This book develops a feminist critique of traditional psychology, implicitly and explicitly. Implicitly, because the book is about women, and their relationships with other women and men within patriarchal organisations. Gender relations are not characteristically the focal point of academic psychology (Woolett et al., 1995). Explicitly, because it challenges conventional psychological approaches to development in adulthood, gender identity and sex roles inasmuch as they retain the concept of the unitary individual as the focus. I argue, along with many social and feminist psychologists and sociologists, that this is unhelpful both in theorising gender-power relations and in understanding the organisational context in which these relationships are played out (Hollway, 1989).

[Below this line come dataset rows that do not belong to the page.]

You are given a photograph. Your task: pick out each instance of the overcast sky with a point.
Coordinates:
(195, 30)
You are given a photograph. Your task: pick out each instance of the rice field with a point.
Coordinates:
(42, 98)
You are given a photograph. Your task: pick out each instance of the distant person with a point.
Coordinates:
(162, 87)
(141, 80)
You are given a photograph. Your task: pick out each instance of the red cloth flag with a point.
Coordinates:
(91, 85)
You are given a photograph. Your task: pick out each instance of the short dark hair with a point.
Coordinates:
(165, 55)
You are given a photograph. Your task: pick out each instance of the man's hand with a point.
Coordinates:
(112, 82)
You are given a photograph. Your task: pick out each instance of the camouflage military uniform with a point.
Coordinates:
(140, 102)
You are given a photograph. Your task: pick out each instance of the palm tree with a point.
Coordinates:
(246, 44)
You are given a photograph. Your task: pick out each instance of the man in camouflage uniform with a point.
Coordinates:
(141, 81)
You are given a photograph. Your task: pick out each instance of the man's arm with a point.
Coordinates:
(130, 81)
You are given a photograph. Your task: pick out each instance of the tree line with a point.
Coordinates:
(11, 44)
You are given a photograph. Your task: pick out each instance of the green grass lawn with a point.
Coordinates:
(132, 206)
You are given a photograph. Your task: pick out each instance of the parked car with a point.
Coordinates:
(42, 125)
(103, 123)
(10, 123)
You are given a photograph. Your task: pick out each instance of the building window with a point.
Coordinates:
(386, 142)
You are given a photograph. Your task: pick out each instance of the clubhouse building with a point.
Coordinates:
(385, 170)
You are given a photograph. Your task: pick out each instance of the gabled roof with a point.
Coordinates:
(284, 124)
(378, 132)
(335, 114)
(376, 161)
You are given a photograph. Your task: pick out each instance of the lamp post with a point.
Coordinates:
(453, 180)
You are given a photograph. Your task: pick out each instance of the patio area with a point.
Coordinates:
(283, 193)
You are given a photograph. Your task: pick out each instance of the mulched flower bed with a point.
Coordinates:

Following Harré et al. (1985), contemporary psychology makes the assumptions that 'each person is a psychological unit in which all important processes occur' (1985:2). Therefore 'causes' and 'consequences' of individual development are somehow predictable and observable in the individual. Thus, thinking, emotion and gender identity for each of us is taken to be the legacy of our biology-and social context-circumscribed within the boundary of the physical body.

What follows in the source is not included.